Burmese cats were originally a dark brown colour but thanks to selective breeding, they can now be a range of different shades. They are small to medium in size, with a muscular frame and interesting bone structure. While the Burmese is not a big cat, these characteristics make it a heavier weight than you might first assume. The legs are slender and feature oval shaped paws.

Facially, the Burmese breed has a distinctive look. Keep an eye out for a rounded head shape with a slender neck and big, expressive eyes that are spaced relatively far apart. The eyes are golden or yellow.

The coat is glossy with a satin-esque feel and as a short hair, this breed doesn’t need much grooming to keep the coat in good condition. However, they do enjoy the attention that comes from being groomed so you may like to do this more often than is strictly necessary.

Personality

Burmese cats are friendly and sociable. They form good bonds with their owners and are very affectionate with people. They also enjoy attention and do not appreciate being left alone for too long so they’re not a great option for anyone who will be out of the house for much of the day. They can be attention-seeking and demanding pets and will happily follow you around the house. This is great if you want a constant companion!

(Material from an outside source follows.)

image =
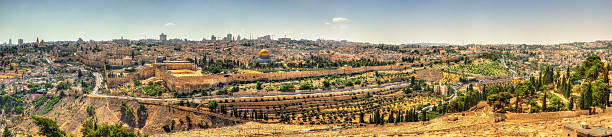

They are not usually an aggressive breed with humans but they will easily fight their corner against other cats. They can get on well with children and dogs, making them a great fit for families. They can be a vocal breed and will often try to interact verbally with their owners.

Health

Generally, Burmese cats have a good life span and can live up to the age of 18 in some cases. They are fairly robust health-wise and generally speaking, there are no prominent health issues or concerns to be aware of. As with all cat breeds though, it is best to arrange regular health checks to keep on top of general health.